Are Medicaid policies supporting access to behavioral health care, or creating new administrative barriers for people already struggling?
Are crisis systems being built as a true continuum, or are 988, mobile crisis, stabilization, outpatient care, and follow-up services still operating in silos?
Are rural communities, tribal communities, communities of color, veterans, youth, families, and people in recovery centered in state strategy?
Are providers being asked to produce better outcomes without the reimbursement, workforce, data tools, and operational support needed to deliver them?
Are state agencies, payers, providers, schools, public health leaders, and community organizations working from the same roadmap?
These questions are not easy. But they are necessary.
What This Means for State and Community Leaders
For state agencies, provider associations, advocacy organizations, funders, and coalitions, the report should be read as both a warning and an invitation.
The warning is that progress can be uneven and fragile. A statewide improvement can mask local crisis. A reduction in one mortality category can distract from worsening trends in another. A policy victory can fail to produce meaningful change if implementation is underfunded, fragmented, or disconnected from community need. The invitation is to use state-level data as a planning tool.

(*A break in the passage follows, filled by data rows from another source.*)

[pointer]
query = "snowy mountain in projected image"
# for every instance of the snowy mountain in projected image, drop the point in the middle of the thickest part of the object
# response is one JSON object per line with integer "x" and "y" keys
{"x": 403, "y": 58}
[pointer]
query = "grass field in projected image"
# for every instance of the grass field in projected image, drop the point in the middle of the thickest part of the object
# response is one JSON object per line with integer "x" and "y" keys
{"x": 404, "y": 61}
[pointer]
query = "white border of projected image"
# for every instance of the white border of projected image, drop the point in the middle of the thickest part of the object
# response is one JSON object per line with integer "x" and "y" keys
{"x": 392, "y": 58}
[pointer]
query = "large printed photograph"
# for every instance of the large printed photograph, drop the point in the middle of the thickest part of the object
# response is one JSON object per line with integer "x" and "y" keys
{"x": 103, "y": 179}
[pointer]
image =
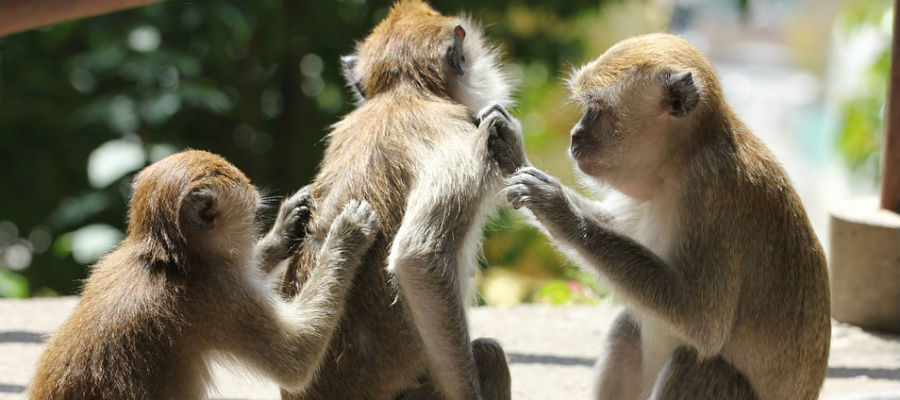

That means moving beyond broad statements of concern and toward practical system design. It means asking where investments are most likely to reduce harm, improve access, and strengthen long-term community well-being. It means identifying gaps in the continuum and creating strategies that connect prevention, crisis response, treatment, recovery, and social supports. It also means being honest about sustainability.
Many states and communities are trying to solve behavioral health problems with short-term grants, limited workforce, outdated payment models, and fragmented data systems. That is not a stable foundation. If states want better outcomes, they need financing strategies that support the full continuum of care and the infrastructure required to manage it.
How NorthStar Behavioral Health Advisory Can Help
At NorthStar Behavioral Health Advisory, we believe that state-level data should become more than a set of charts in a report. It should become a roadmap for action.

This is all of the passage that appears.